2. Find its reduced equation.
3. Find the equation of the axes on which it takes its reduced form.
Homework Equations
The quadric surfaces are:
(1) ##3x^2 + 3y^2 + 3z^2 - 2xz + 2\sqrt{2}(x+z)-2 = 0 ##
(2) ##2x^2 + 2y^2 -z^2 -2xy -2xz -4yz + 2x + 2y +10z -7 = 0 ##
(3) ##x^2 + y^2 -2 z^2 + 2xy -3 \sqrt{2}x +3 \sqrt{2}y = 0##
The Attempt at a Solution
I was able to classify (1) and (3) as an ellipsoid and a hyperbolic paraboloid, respectively. However, the characteristic polynomial of (2) has decimal roots and I wasn't able to continue past that... Wolfram Alpha tells me it should be a two-sheeted hyperboloid.However, I do not know how to compute the 2nd or 3rd parts of my problem. I'm sure it will emerge from the work I've already done, so I include my methodology:
I found the eigenvalues of the matrix associated to the quadric form. In the case of (1) these were ##2, 3, 4## with the associated eigenvectors ##(1,0,1),(0,1,0),(-1,0,1)## respectively.

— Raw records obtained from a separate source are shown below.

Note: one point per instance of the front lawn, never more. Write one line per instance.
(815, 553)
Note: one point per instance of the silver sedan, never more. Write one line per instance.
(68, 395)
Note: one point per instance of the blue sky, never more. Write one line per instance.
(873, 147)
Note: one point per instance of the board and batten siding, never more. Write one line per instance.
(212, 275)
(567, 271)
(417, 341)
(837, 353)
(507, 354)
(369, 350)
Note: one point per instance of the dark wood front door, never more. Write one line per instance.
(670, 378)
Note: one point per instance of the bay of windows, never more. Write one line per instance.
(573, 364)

I normalized these, and my basis became ##(\frac{1}{\sqrt2}, 0, \frac{1}{\sqrt2}), (0, 1, 0), (\frac{-1}{\sqrt2}, 0, \frac{1}{\sqrt2})##. Not sure how to proceed from here. Knowing that the determinant of the original matrix was nonzero, I was able to deduce this was an ellipsoid from the signs of the eigenvalues and of the lower order terms.
In the case of (3), the eigenvalues are ##-2, 2, 0## and the normalized eigenvectors are ##(0, 0, 1), (\frac{1}{\sqrt2}, \frac{1}{\sqrt2}, 0), (\frac{-1}{\sqrt2}, \frac{1}{\sqrt2}, 0) ##. These are the columns of my invertible matrix ##Q## and I calculated ##Q^TB##, where ##B## is the matrix of the coefficients of my lower order terms. I was again able to deduce from a list of properties that this is a hyperbolic paraboloid.
And yet now I'm stuck. All help appreciated.